Tinea Cruris (‘Bobbie itch’). Fungal infections of the groin are commoner in men than in women. Tinea cruris is predominantly a summer disease, and its appearance is made more likely by the wearing of tight occlusive clothing, particularly nylon. Transmission by towels and other objects may occur, particularly in saunas and communal showers. Cross-infection from the feet is also common. The infection usually begins on the upper inner thigh, with a well-defined border which gradually extends. It is commonly itchy, but never involves the scrotum.

Tinea Pedis (‘Athletes foot’). This is a common problem, but the mechanism of transmission is ill understood. Although this disease is more common in hot, humid climates, it virtually only affects people who wear shoes-it is rare, for example, amongst barefooted natives. The fungus is thought to be acquired by walking barefoot on fragments of infected skin or nail, particularly around swimming pools or in communal showers. It is uncommon in women, and very rare in children. Children with eczema of the toes are frequently thought, incorrectly, to suffer from tinea because the appearance of the two conditions is similar.

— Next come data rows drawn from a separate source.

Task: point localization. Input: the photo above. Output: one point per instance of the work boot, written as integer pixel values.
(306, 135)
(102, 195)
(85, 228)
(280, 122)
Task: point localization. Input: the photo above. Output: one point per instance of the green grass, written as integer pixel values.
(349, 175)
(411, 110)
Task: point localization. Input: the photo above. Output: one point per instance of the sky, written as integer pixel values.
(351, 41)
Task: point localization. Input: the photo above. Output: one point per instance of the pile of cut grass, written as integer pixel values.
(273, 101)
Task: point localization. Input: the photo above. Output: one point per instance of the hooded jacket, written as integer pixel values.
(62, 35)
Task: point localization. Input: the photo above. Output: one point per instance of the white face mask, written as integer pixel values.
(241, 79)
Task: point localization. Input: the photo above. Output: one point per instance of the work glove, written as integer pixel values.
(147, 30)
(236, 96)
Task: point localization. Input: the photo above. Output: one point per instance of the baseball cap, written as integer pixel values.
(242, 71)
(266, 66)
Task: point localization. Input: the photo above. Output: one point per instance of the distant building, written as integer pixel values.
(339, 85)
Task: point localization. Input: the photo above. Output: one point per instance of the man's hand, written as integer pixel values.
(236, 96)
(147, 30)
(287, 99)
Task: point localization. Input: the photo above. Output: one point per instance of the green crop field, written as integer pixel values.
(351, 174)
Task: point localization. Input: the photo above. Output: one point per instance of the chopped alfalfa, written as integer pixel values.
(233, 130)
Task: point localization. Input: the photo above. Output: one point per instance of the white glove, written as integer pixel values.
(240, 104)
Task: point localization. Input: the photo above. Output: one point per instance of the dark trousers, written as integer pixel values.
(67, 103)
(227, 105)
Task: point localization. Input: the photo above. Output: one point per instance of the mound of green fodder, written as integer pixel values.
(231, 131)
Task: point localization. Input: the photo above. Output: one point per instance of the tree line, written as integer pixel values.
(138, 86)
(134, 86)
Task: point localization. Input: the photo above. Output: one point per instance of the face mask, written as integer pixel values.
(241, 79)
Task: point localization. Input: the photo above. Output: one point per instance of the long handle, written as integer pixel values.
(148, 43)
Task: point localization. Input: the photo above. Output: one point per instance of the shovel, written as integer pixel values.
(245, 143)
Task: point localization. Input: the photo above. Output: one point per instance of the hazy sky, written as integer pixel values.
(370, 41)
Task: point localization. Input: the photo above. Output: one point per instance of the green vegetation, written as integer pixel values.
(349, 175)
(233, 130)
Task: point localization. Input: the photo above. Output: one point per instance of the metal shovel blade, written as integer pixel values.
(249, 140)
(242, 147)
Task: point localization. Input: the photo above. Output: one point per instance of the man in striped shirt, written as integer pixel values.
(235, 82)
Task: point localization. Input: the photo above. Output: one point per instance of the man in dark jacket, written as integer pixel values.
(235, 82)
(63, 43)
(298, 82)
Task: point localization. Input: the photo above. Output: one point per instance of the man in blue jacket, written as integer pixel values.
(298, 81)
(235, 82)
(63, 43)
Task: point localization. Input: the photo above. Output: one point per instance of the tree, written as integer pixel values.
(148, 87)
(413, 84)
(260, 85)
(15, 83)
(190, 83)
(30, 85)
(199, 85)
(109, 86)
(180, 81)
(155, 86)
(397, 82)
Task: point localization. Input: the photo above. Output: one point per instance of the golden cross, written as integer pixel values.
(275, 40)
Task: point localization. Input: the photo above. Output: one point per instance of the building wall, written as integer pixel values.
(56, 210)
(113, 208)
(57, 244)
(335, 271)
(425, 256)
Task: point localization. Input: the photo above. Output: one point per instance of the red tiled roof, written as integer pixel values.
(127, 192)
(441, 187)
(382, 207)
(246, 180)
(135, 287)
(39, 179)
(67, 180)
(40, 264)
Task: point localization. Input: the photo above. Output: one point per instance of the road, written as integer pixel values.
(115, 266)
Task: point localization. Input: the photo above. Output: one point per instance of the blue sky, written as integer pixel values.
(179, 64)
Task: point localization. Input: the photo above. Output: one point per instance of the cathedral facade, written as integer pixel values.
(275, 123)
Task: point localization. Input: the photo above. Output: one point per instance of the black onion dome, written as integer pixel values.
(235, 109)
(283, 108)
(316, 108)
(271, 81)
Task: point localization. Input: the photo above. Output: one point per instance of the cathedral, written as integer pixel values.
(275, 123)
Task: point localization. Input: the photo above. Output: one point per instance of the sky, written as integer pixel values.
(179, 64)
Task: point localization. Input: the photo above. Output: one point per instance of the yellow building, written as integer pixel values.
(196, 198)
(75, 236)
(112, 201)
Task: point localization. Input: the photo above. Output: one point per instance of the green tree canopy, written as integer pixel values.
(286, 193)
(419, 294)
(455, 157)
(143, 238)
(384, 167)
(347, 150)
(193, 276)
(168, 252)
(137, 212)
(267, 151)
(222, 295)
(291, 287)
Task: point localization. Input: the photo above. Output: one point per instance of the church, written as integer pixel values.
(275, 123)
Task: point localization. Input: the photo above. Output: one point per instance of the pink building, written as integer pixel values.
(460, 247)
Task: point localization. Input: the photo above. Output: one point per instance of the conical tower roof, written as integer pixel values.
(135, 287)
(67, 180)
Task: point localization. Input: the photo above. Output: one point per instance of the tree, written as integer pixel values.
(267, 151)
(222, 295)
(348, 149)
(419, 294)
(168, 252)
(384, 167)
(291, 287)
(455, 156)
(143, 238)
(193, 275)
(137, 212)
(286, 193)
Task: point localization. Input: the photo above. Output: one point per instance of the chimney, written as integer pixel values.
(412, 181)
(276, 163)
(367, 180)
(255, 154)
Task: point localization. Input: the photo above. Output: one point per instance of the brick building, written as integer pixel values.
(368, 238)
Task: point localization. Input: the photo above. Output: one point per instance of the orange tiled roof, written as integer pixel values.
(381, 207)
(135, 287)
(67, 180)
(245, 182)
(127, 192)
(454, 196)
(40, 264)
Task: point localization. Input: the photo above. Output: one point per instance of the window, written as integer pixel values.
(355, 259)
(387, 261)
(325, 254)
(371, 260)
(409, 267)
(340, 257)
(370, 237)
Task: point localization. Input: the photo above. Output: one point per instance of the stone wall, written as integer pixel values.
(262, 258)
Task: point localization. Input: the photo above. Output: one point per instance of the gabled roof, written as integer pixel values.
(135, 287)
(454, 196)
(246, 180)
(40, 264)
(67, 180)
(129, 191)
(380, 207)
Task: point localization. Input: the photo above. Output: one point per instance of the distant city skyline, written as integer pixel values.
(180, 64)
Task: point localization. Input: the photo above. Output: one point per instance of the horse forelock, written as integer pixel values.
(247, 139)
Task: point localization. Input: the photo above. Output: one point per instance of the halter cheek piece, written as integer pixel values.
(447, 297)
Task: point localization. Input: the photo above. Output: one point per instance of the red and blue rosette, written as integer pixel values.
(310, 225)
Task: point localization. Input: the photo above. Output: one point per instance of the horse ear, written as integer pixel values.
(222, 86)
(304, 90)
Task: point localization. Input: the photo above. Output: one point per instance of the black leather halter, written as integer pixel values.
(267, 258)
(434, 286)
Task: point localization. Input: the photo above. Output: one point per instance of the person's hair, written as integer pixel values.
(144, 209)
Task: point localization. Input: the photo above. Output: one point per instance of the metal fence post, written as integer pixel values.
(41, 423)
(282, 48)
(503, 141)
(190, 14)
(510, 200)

The infection may have symptoms of softening and cracking of the skin between the toes, ft may also appear as blisters or a diffuse scaling on the soles of the feet. It is very rare on top of the foot.

Tinea of the nails. This infection is almost always confined to adults, and is usually caused by the same fungus which affects the skin. The earliest change is usually a small area of white, yellow, or brown discolouration on one side of the nail, close to the cuticle. This discolouration spreads, and may involve the whole nail. Keratin tissue may build up under the nail and lift it from its bed. The nail may also crumble away, or become thick and distorted. These changes may be easily confused with either paronychia, which is a yeast and bacterial infection of the nailfold, or psoriasis, which has similar features but is not an infection.